Independent Women

posted in: Newsletter | 0

Carolyn Gold Heilbrun was an American academic at Columbia University, the first woman to receive tenure in the English department, and a prolific feminist author of important academic studies. Her book, Writing a Woman’s Life, is one of the most important books in Feminist Studies, but she is just as renowned for the mystery novels she wrote under the pseudonym Amanda Cross.

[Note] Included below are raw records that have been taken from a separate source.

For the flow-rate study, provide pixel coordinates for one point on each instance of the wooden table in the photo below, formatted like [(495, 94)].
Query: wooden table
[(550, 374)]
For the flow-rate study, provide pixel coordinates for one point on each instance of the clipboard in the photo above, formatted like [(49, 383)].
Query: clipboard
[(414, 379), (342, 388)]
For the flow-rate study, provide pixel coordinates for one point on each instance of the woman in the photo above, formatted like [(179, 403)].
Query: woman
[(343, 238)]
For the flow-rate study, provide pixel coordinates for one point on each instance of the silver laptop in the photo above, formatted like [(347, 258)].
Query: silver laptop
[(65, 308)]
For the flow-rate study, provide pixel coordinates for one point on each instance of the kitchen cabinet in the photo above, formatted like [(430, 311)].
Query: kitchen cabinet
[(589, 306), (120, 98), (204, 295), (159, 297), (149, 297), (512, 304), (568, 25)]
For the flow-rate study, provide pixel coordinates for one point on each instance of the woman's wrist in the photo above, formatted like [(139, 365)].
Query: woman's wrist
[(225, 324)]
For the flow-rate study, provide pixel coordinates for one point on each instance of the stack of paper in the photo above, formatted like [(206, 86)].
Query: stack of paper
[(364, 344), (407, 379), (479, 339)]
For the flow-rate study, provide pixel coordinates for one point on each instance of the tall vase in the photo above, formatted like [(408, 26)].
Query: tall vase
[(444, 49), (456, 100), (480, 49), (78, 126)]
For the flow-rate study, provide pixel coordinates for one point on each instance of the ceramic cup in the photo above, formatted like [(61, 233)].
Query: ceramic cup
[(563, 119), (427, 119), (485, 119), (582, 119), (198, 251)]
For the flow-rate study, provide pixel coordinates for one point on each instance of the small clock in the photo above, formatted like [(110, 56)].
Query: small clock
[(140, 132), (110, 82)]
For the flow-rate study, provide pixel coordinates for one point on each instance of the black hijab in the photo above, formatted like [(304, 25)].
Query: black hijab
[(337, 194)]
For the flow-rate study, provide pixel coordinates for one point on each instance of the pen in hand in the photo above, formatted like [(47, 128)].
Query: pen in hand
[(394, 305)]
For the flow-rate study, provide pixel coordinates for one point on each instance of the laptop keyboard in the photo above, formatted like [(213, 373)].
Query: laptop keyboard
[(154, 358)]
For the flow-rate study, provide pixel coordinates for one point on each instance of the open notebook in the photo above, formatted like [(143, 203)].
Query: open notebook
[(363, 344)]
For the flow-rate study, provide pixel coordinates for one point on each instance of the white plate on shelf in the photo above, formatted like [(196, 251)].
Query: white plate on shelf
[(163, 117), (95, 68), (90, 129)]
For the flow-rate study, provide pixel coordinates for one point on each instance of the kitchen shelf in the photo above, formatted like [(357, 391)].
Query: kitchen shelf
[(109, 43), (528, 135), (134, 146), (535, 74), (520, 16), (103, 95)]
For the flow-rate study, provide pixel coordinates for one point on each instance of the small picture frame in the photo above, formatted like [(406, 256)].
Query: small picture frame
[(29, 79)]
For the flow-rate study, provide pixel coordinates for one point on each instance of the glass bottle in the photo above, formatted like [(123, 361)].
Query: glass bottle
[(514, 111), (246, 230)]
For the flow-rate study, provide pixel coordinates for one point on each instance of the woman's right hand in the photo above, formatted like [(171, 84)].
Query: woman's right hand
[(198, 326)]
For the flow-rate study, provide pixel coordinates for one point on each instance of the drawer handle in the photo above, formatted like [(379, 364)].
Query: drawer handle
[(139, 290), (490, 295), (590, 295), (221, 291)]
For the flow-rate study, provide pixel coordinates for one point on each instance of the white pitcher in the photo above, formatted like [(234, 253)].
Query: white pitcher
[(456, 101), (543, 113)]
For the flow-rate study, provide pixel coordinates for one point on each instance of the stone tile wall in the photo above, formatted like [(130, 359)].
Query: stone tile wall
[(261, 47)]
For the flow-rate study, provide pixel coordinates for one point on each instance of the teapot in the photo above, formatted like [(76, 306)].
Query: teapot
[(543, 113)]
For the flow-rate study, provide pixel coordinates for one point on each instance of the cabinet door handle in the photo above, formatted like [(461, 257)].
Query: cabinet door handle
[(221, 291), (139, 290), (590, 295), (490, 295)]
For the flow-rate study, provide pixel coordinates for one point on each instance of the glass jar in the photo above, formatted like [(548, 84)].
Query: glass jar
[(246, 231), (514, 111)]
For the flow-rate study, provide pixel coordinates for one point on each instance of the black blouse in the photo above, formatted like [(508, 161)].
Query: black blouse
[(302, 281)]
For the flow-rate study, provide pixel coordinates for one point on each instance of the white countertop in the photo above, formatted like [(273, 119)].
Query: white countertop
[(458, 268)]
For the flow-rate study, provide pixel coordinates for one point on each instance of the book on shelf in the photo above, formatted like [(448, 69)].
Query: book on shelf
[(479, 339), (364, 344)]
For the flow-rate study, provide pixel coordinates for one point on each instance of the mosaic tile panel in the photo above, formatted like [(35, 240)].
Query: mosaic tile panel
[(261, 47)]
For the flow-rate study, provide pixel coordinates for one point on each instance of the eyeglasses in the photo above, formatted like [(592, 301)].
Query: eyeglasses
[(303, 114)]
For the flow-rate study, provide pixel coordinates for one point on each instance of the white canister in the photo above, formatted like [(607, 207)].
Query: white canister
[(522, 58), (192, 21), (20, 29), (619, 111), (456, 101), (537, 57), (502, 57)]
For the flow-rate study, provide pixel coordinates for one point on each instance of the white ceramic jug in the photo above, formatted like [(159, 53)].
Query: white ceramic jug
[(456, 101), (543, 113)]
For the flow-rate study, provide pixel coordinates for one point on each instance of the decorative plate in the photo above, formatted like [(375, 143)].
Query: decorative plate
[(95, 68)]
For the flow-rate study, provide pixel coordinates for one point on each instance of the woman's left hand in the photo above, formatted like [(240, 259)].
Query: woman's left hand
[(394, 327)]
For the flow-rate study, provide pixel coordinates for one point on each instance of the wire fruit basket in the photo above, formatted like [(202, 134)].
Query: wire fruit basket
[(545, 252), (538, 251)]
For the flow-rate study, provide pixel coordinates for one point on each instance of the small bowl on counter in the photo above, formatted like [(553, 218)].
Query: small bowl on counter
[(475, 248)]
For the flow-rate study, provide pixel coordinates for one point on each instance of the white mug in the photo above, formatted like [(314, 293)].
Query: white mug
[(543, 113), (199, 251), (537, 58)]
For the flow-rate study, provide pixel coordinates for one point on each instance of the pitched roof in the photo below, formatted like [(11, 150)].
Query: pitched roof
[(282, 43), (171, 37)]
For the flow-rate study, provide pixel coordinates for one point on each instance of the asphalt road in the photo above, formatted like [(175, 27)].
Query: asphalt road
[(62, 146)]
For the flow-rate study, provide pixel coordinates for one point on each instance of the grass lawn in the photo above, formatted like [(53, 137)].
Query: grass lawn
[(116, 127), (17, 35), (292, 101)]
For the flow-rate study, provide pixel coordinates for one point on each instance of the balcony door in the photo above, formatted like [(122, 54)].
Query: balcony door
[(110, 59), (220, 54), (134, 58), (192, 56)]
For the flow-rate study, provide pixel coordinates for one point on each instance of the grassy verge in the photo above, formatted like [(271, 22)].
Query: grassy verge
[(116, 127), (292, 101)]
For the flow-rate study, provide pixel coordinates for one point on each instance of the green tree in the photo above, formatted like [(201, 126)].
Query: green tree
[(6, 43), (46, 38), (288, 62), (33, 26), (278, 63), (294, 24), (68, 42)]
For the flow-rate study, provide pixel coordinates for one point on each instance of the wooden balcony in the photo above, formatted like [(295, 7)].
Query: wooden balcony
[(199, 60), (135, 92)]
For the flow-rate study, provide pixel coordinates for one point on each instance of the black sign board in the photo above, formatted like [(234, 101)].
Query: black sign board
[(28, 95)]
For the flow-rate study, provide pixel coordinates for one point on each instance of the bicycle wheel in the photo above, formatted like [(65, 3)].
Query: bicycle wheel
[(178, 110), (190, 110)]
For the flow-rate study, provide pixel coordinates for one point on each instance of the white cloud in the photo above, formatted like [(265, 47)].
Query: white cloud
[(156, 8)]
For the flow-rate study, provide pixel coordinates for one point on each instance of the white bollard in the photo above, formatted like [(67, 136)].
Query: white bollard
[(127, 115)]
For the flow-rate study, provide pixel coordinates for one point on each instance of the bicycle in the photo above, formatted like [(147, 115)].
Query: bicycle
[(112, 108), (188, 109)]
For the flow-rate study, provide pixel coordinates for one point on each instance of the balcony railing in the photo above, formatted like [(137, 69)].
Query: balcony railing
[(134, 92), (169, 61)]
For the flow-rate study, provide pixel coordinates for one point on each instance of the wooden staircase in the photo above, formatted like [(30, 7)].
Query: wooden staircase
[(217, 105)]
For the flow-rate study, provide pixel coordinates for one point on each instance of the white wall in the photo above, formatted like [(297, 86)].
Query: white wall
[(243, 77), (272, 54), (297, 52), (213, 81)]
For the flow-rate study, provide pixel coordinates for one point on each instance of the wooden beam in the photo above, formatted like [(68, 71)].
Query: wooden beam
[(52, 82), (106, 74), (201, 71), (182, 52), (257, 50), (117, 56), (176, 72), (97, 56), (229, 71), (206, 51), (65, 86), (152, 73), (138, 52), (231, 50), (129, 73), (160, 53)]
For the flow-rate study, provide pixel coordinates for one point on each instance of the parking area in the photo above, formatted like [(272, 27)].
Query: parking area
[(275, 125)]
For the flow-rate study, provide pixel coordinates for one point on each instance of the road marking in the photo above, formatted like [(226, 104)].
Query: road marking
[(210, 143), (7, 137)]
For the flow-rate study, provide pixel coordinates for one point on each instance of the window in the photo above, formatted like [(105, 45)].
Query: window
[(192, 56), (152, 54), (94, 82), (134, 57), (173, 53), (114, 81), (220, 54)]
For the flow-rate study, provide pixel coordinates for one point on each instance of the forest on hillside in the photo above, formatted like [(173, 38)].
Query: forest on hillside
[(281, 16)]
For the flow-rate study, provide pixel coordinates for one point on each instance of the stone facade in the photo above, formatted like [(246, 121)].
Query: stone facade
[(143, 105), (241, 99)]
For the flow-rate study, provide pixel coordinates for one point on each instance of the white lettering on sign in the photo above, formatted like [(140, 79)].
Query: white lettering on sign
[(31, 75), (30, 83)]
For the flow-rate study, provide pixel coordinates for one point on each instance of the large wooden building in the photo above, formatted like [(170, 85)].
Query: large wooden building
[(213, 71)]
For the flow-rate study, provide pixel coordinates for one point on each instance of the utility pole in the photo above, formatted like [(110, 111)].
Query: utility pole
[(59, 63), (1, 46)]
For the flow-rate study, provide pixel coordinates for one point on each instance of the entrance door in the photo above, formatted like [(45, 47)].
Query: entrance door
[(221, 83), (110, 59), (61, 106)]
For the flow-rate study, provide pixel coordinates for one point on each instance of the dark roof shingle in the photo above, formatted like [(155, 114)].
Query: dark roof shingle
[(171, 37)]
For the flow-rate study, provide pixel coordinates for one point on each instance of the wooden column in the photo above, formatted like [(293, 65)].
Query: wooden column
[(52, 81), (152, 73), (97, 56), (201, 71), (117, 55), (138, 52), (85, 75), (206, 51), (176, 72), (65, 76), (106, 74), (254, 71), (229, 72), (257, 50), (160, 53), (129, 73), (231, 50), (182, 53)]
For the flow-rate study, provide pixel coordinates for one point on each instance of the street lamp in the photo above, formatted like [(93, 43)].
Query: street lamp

In the Amanda Cross novels, her protagonist Kate Fansler is an English professor at Columbia who solves murders. Fansler is like a smarter, grown up, straight Nancy Drew. (I always wondered about Nancy and her good female friend George.) As a child I devoured those Nancy Drew mysteries as I vicariously enjoyed Nancy’s adventures, her risk-taking behavior, and her yellow roadster. Most of the adventurous characters in the other books I had read were male, and while I could, in a sense, identify with these, it was hard to know where I stood when the hero was charged with rescuing a helpless female. It is only since the advent of the feminist movement that girls have had the pleasure of collections like Jack Zipes’s Don’t Bet on the Prince, with his sturdy female protagonists.

I was delighted with the latest Star Wars film and the strong female character of Rey. I laughed out loud when she directed the male lead to stop grabbing her hand as he chivalerously offered to help her get away from the bad guys. Young girls are hearing the message that females are independent and not in need of rescue. Kate Fansler exemplifies this notion in Heilbrun’s novels.

I had the pleasure of being in a lecture hall listening to Carolyn Heilbrun around the time she turned sixty. She was talking about the issue feminists point to: The Male Gaze. Think of a woman walking by a construction site and the creepy feeling she gets when the men shout and whistle. Think of boys at my former school sitting on a brick wall when Freshman girls walk by, holding up numbered signs judging each girl. Think of Miss America. Women learn that their looks are being judged by men.

Heilbrun surprised us in the audience by saying she was delighted to turn sixty, an age which we young women equated with decrepitude. We wondered how anyone could be so happy to be  so old. Her reason: “I no longer feel I have to hold in my stomach!”  Her contention was that at her age, she was invisible to men, and as such, she was no longer subject to the male gaze.

I have thought very often about Heilbrun’s thoughts about the male gaze and about becoming invisible when we age. First of all, I have never been the sort of woman who attracted catcalls from construction workers. Sophia Vergara I am not! But I also believe that most women do not dress to attract that kind of attention. If anything, women I know are thrilled when what we are wearing attracts the eye of other women. I dress to please myself (Ron doesn’t care what I wear!) and love it when others, usually female, comment. Last night I was amazed when Rick, the new owner of The Artisan, remarked that he loved the outfit I was wearing the previous day. It had been a Creole Sha up-cycled concoction of old shirts stitched together, worn over turquoise leggings. How interesting that he noticed and complimented me on it! I was delighted.

My point is that nowadays aging women are not content to be invisible. We like who we are and we don’t really care whether we get affirmation from others or not. I don’t dress like my grandmother in faded black shmattahs, but have fun with my appearance. Getting dressed is an art form I enjoy, and with loose, flowing clothing, no one knows if I am holding in my stomach or not.